Мир вернул тряпку, приподнялся, помог закинуть тело «Философа» на носилки. Вместе с товарищами они понесли его по окопам, а выбравшись из них, – по лесной тропинке, в сторону фронтового тыла. Лес в этом месте сохранился лучше, хотя и здесь хватало исковерканных осколками и огнём деревьев. Мир шёл четвёртым сзади. Он хорошо видел погибшего друга, его окровавленное лицо с застывшей улыбкой на лице. Кем-кем, а улыбакой он был всегда, вспоминал Мир. И снова не удержался:
– Эта грёбаная война!
– Согласен! – подтвердил рядом идущий боец, услышав сказанные вслух мысли Мира.
– Эта грёбана война, и никуда от неё не деться! – вновь ожесточённо сказал тот.
Бойцы, посмотрев на Мира, переглянулись между собой, но на этот раз никто не стал ему вторить, лишь каждый кивнул в знак согласия. В этот день было облачно, сухо и прохладно: лето уступало место осени. Листва по большей части оставалась зелёной, жёлтого цвета было совсем немного. В небе послышалось: «кур-лы – кур-лы». Это стая журавлей клином улетала на зимовку в тёплые края, крича: «А нам пора, а нам пора, но мы вернёмся, мы вернёмся». А вторил им барабанной дробью дятел, утверждая, что каждому своё: он лично птица оседлая, дом у него один, ему не до всяких там «кур-лы – кур-лы», ему нужно оставаться здесь, по крайней мере до тех пор, пока людишки окончательно не угробят его лес. Послышался гул истребителей, стремительно пронзивших небо и скрывшихся вдали, перебивший то ли спор, то ли разговор столь важных птиц.
– Всё, пришли, кладём! – скомандовал впереди идущий боец.

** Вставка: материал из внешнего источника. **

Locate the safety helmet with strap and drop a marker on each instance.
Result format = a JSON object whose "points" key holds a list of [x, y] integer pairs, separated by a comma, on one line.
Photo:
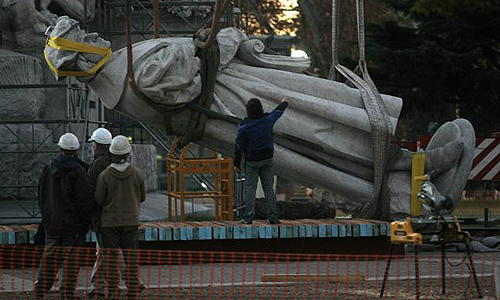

Они положили тело «Философа» в лесу недалеко от дороги, по которой должен был приехать транспорт и забрать тело, и присели перекурить. Мир остался стоять подле тела друга, думая о родителях Алекса, о том, что их ожидает, когда узнают столь горькую для них новость. А что же он? Что скажет им он, если, конечно, вернётся живым в родной город? Да ничего, потому что и сказать-то ему будет нечего. Он лишь молча вручит им записную книжку их сына. Именно этот неодушевлённый предмет теперь будет самим Алексом: там его мысли, переживания, запечатлённые в строчках, написанных его почерком; там его запах. Записная книжка… Рисуя себе картину встречи с родителями Алекса, Мир вдруг судорожно спохватился: а где же сейчас этот маленький блокнот, этот столь дорогой его другу дневник?
– Мужики, кто помнит, кто видел, где записная книжка Алекса?
– Я видел, она там осталась лежать, где мы блиндаж копали! – откликнулся один боец.
– Где он прощальный концерт устроил! – подтвердил другой.
Послышался шум подъезжающего автомобиля. Бойцы встали и быстро закинули тело погибшего Алекса в транспорт. Автомобиль сразу же помчался обратно. Неожиданно в небе появилась жужжа, скорее всего, вражеская.
– В небе тварь, жужжа!
– Уходим, парни, по-быстрому, сейчас начнутся прилёты!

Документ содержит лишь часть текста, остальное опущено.